Overwhelmingly, it was so: nothing would change even without that memory, and nothing would change even if I could never see that kid’s smile again. As I think back on that day, filled with the confidence that such experiences exist, I am overcome with an incredibly warm feeling as I walk down the street at night.
That is an independent incident. Even the fact that there are people who remember it better than I do is totally irrelevant. The fact that my heart was moved will never disappear, and the dwelling-place of that movement isn’t my brain but my body, my heart. That’s why although whenever I remember that day I smile like I’m embarrassed, there wouldn’t be a single problem if I forgot it.
To a writer, experiences that don’t easily give themselves over to the stories that are our daily work are what we love, and experiences we don’t directly touch with a pen are gifts. That’s why, when I wrote the following:
“As I’m walking, I suddenly think that it would be okay, not just if the memories weren’t there but if I weren’t there. You’re dear to me because you’re there without moving with me like a gear. You’re helping me by being there without following me. We’re walking together, but my expressions, my memories, and I can be seen independently. Thinking about it this way somehow makes a pleasant wind blow.” These were the thoughts that appeared in my mind as I watched the roadside trees of Ginza rustle in the wind from a second-floor cafe.
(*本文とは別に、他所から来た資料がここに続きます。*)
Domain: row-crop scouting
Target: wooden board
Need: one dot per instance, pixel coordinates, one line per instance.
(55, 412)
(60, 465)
At first I thought that it was just quiet without the wind, and the beauty when the trees shook was beyond compare, but I thought again: it all started from there being leaves.
No matter how the wind blows, no matter who will see the trees in the wind and how, the fact that there are leaves and they don’t disappear when the wind stops is everything. The fact that I was alive and my heart was moved was the start; how I remember it and how I express it are independent matters that run freely in three directions. Just holding hands isn’t love.
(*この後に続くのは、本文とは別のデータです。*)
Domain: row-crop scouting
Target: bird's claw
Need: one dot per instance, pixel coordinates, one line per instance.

When I held on to this realization and looked at the photographs of people who had been children over 80 years ago in the exhibition “The Development of Japanese Modern Photography in Manchoukuo”, I didn’t become sentimental at all. Because these people had been alive, I had the confidence that they were alive today as well, and it didn’t bother me that the photographer had used a composition like that of a painting.
I had the feeling of acting in concert with the people who started to yearn to be pressed down by the sensitivity of others, and who went out to change their mood, only to have their photograph taken and be put in the same state for a moment. We weren’t transcending time or anything like that. In life, we were to each other - that is, they were to me and I was to them 80 years ago - a light.